On my birthday, he asked me to clean the toilet The 5 moments when I want to divorce the most, onl

Mondo Education Updated on 2024-01-19

Recently, with the hot broadcast of the variety show "Goodbye Lover 3".

The news of the divorce of the observer Melody has also been repeatedly sent to the hot search.

Unlike her usual lively and cute public persona, Melody shed tears many times during her observation. seems to see those heart-piercing moments, and also recalls the marriage relationship that I once had chicken feathers.

Melody told a story:

One day, she bought a box of peaches, and her husband said that she liked to eat hard peaches, and the child said that she liked to eat soft peaches.

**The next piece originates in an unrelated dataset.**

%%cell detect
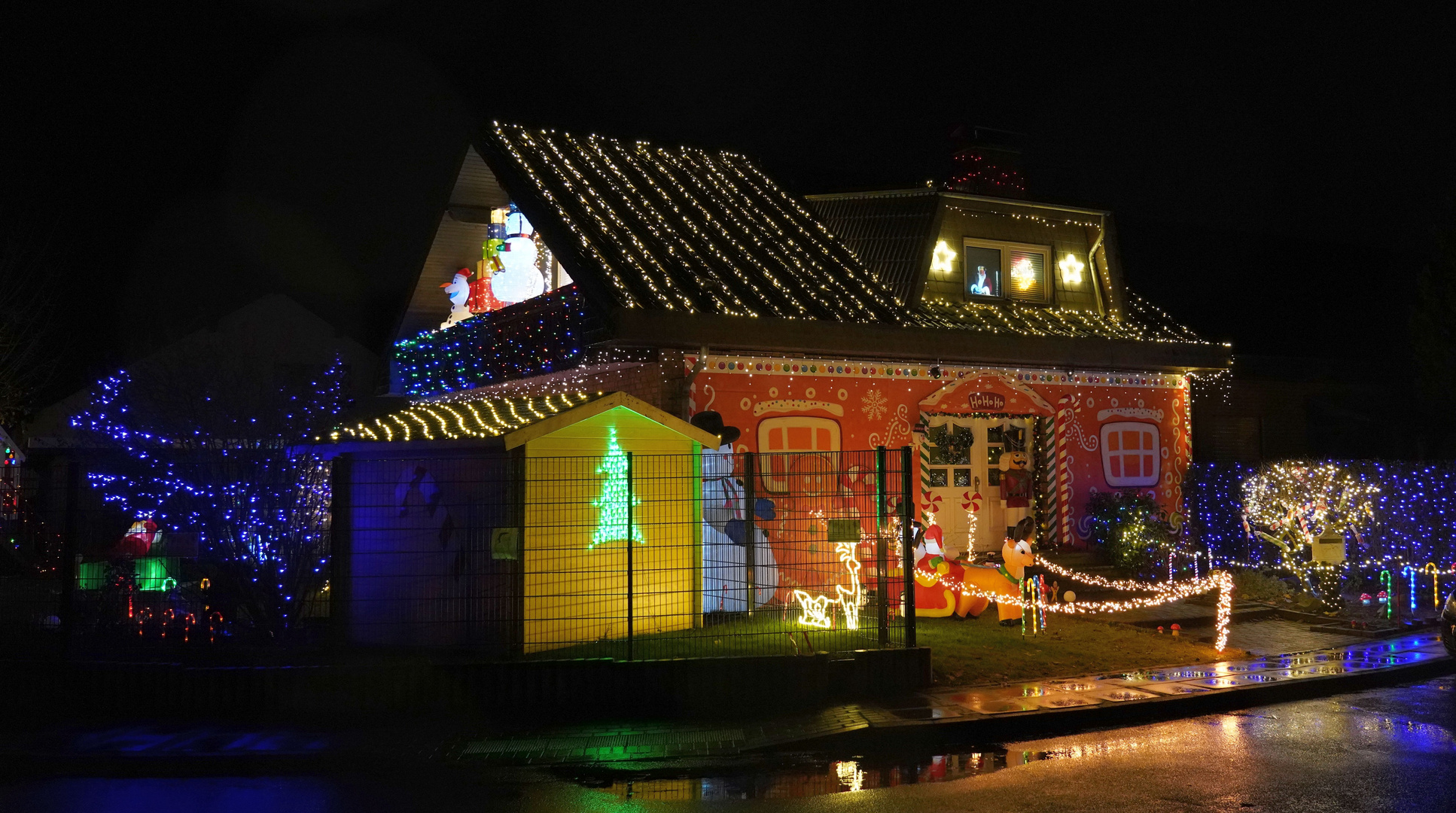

She remembered this in the middle of the night and quickly sorted the peaches and put them in the refrigerator.

However, halfway through the work, she suddenly felt very aggrieved:

Has anyone ever asked me if I like to eat hard peaches or soft peaches?”

Sometimes, she describes herself as the best person in the family, and no one cares about her emotions.

It was such heart-piercing moments that were piled up in her marriage that strengthened her determination to end her 17-year-long marriage.

Melody's story has resonated with countless women.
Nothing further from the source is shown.